# Measurement of angular momentum

1. Aug 28, 2007

### noospace

This problem was inspired by my thread in the quantum physics room

1. The problem statement, all variables and given/known data

Suppose the wavefunction is $\psi = aY_{00} + bY_{10}$, where $Y_{lm}$ are the spherical harmonics. I want to find the possible measurements of the $x$-component of angular momentum.

3. The attempt at a solution

Since the operators $L_x$ and $\mathbf{L}^2$ do not commute (ie there is uncertainty relation between them), the operator $L_x$ has a different set of eigenfunctions than $\mathbf{L}^2$, so we must express $\psi$ in terms of its eigenfunctions. To do this, we presumably solve the eigenvalue equation

$L_x |X\rangle = \lambda |X\rangle$

where $|X>$ are the yet to be determined eigenfunctions. If we let $|X\rangle = \sum_{l,m} a_{lm} |Y_{lm}\rangle$ then we get an infinite matrix equation and an infinite number of eigenvalues and corresponding eigenvectors. Only a small subset of these will be necessary to generate the originial function $\psi$. So how do we know what restriction to place on the test function $|X\rangle$ for general operators? Is it just clever thinking or is there a systematic approach?

2. Aug 28, 2007

### dextercioby

What do you mean by "possible measurements" ? I guess you mean "possible outcomes" of L_{x} measurements. If so, then i suggest you reread the 3-rd postulate. What does it say ?

3. Aug 28, 2007

### noospace

Hi dextercioby,

I don't see what L_x being a Hermitian operator has to do with my question.

The postulate I'm using here is that the eigenfunctions of L_x form a complete set so that we can express the wavefunction as a linear combination of these eigenfunctions. I understand that to do this we must obtain the eigenfunctions of L_x in terms of the spherical harmonics. But how do we do this without solving infinite matrix equations?

4. Aug 28, 2007

### genneth

If you regard finding a Fourier series as solving "infinite matrix equations" then you can't. Understanding how the formula for Fourier coefficients come about will help you see what is needed. Symmetry will help you to rule out the obviously zero coefficients. The rest might fall into place. Try it.

Edit: actually, ignore this. See below.

Last edited: Aug 28, 2007
5. Aug 28, 2007

### genneth

Btw, L_x and L^2 do commute...

6. Aug 29, 2007

### noospace

I understand how do do this now. Here it is for future use.

A sensible choice for the test function is $|X> = aY_{00} + bY_{11}+ cY_{10} + dY_{1(-1)}$ because the L_x operator can only change the value of the quantum number m and not the l number.
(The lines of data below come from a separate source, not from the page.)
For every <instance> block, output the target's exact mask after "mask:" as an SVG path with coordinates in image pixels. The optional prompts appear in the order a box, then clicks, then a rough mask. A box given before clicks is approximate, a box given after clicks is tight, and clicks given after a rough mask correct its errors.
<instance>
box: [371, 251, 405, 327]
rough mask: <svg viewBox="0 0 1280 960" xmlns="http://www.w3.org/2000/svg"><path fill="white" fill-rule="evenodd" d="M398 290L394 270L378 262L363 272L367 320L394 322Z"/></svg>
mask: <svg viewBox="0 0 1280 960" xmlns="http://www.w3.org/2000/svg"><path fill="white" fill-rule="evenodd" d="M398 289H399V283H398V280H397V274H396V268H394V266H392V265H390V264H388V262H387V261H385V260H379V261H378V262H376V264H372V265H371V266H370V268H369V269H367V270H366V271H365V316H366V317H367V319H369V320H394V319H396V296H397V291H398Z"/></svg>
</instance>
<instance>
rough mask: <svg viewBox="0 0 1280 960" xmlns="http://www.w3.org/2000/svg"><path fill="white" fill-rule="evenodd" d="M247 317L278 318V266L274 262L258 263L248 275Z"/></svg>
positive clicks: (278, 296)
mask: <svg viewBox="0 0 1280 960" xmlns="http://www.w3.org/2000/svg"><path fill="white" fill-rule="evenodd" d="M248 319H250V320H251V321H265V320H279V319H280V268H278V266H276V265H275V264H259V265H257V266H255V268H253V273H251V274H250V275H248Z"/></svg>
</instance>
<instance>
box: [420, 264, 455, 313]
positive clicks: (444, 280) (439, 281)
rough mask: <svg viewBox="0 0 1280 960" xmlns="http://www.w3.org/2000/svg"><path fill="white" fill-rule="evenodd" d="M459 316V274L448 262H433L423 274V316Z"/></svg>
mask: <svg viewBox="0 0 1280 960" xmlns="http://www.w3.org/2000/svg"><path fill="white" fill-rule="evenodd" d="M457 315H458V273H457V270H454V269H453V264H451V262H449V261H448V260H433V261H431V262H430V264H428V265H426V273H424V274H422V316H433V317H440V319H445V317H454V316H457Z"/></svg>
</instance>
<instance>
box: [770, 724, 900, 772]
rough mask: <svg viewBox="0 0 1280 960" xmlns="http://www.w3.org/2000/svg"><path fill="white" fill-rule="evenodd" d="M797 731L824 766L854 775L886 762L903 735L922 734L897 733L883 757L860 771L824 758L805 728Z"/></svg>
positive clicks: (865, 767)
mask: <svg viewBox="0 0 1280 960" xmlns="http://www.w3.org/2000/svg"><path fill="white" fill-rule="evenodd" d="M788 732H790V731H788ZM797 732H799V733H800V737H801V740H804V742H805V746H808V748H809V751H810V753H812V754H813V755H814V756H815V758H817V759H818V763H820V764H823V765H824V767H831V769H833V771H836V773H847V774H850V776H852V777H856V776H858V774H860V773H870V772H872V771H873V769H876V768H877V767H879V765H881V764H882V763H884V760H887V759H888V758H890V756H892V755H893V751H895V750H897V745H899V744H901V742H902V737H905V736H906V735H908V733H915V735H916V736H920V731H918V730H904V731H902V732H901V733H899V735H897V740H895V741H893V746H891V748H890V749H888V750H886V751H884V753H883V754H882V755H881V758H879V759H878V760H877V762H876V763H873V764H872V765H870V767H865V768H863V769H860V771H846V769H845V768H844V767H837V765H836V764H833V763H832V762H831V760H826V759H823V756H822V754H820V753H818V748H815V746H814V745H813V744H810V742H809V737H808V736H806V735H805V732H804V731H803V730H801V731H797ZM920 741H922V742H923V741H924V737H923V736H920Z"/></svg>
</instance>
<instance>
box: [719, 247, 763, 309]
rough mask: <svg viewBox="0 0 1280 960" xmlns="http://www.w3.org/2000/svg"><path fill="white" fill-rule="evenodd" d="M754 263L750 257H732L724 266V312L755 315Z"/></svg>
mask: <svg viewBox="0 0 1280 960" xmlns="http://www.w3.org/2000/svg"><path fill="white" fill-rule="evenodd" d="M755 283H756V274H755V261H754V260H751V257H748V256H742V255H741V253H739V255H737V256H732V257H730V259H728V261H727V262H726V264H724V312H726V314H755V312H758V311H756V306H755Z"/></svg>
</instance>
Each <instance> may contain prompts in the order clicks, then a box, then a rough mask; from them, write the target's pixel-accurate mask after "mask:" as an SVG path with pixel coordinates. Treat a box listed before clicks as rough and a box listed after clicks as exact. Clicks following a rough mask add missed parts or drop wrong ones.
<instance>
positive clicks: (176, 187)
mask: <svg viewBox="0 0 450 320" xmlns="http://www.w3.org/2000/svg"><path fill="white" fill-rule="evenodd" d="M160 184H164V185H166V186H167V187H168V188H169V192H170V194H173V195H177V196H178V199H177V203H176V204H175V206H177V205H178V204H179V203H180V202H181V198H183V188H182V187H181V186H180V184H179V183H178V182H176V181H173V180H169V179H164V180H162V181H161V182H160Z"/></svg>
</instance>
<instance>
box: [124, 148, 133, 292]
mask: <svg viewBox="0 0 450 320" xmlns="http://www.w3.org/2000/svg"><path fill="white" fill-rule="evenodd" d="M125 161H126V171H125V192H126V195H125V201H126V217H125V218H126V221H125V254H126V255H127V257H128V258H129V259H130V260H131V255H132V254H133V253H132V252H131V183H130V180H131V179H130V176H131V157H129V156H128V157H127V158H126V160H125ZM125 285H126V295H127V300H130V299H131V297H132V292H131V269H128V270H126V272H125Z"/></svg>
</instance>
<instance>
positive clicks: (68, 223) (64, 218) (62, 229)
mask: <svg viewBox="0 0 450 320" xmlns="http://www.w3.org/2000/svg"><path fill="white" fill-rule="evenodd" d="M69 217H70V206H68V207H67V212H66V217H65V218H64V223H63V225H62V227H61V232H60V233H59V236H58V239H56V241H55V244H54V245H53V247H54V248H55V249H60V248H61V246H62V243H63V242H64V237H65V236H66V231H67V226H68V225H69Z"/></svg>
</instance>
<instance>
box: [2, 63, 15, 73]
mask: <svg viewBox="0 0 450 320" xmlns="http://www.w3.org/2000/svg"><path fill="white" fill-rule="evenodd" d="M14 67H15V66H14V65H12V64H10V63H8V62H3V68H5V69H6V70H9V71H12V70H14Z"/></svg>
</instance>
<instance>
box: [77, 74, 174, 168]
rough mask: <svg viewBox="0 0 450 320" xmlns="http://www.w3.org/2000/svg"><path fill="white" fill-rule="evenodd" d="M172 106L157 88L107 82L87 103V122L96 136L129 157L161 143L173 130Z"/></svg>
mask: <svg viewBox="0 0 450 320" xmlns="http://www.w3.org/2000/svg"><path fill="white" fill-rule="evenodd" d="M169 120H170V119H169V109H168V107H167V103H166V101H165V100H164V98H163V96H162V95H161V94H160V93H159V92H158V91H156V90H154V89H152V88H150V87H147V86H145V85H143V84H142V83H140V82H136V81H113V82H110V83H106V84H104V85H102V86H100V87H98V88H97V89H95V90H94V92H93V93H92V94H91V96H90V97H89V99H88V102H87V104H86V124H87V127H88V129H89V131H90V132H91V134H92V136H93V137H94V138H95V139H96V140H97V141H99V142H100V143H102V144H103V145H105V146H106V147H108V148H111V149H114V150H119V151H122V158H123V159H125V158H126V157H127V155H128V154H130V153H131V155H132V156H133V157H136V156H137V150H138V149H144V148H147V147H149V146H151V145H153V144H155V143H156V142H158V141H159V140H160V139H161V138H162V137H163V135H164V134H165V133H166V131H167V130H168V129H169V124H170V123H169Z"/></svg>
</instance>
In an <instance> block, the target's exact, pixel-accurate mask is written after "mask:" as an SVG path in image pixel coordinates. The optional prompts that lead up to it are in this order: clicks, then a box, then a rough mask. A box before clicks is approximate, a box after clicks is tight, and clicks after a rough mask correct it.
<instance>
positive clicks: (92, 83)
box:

If you plug this test function into the eigenvalue equation $L_x | X \rangle = \lambda | X \rangle$ you immediately see that $a=0$. You then get a 3 x 3 matrix equation

$A (b,c,d)^T = (0,0,0)^T$.

Nontrivial solutions iff det A = 0 from which you can deduce the eigenvalues $0,\hbar,-\hbar$ and the corresponding eigenvectors. Rewritting the original wavefunction in terms of these eigenfunctions gives the allowable states.

Note also that if the eigenfunctions of two operators coincide, this implies that they commute, but the converse need not be true.